Moreover, to achieve this, SUMSA will hold monthly meetings with senior university executive leadership.

A working group of members to be mutually agreed upon by SUMSA and university management will contain a Muslim and Palestinian representative and have emphasis on “human rights experts” – which you can understand as pro-Palestinian political activists.

SUMSA will provide documents and resources for the working group to review.

In other words, SUMSA, with its close ties to Hizb ut-Tahrir, will now play a dominating role across the university’s Middle Eastern interests.

Of course, this involves the complete silencing of Jewish, Zionist and pro-Israel voices.

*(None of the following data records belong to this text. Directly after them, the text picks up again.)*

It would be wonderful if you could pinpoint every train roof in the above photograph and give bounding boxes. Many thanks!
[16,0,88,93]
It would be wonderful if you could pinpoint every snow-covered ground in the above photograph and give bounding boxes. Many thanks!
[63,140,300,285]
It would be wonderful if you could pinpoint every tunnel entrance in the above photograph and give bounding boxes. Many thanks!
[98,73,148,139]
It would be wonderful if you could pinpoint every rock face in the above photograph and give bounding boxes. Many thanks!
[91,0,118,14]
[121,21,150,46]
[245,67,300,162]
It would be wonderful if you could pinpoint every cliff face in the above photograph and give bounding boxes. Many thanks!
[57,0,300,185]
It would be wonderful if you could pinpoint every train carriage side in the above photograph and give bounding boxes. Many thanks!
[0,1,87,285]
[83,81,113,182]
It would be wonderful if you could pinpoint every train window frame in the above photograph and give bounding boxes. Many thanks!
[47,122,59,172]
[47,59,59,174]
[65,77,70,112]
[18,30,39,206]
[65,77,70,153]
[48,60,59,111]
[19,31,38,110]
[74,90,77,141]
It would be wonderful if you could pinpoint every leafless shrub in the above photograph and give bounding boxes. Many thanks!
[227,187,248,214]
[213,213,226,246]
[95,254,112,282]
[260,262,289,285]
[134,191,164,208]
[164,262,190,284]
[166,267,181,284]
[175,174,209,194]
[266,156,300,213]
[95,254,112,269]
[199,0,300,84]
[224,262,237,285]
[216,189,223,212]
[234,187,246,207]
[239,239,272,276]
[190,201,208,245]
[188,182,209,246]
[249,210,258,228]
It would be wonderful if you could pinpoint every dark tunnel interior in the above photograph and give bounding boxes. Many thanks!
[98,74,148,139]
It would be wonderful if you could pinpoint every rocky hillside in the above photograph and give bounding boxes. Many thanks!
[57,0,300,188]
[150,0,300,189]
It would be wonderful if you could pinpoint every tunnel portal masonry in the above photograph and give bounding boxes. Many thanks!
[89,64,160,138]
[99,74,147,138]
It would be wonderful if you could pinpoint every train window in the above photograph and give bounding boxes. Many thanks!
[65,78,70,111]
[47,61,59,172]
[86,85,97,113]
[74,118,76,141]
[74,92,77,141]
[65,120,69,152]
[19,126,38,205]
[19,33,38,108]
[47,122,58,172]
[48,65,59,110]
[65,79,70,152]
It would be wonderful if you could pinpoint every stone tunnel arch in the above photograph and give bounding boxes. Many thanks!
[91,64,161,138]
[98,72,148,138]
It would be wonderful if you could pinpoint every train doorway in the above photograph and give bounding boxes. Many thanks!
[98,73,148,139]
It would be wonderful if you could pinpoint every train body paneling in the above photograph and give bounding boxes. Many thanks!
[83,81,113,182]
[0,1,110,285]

The University of Sydney academics against antisemitism and the NSW Jewish Board of Deputies have publicly announced their dismay at the lack of consultations with them and the absolute disregard of their interests.

It is crystal clear that hate speech by SUMSA and Hizb ut-Tahrir against those who are Jewish, Zionist and pro-Israel is tolerated – even privileged – at the University of Sydney.

The Vice-Chancellor, indeed, endorses them as “freedom of expression”.

Associate Professor Josh Roose, an expert on violent extremism at the Alfred Deakin Institute of Citizenship and Globalisation at Deakin University, has said the threat to social harmony posed by Hizb ut-Tahrir requires the strengthening of Australian hate speech laws.

In 2005, there was an attempt by then-Labor MP and later Attorney-General Nicola Roxon to introduce an amendment to the Crimes Act to explicitly prohibit violence, incitement and the glorification of violence against a racial or religious group.

This amendment is now urgent.

It would provide a clear line between what is acceptable freedom of speech and what is not.

Moreover, a new national anti-extremism strategy is required to address groups like Hizb ut-Tahrir.

This is an education that the University of Sydney administration sorely needs.

Greg Rose is a Professor of Law at the University of Wollongong and is a Visiting Fellow at the Australia/Israel & Jewish Affairs Council.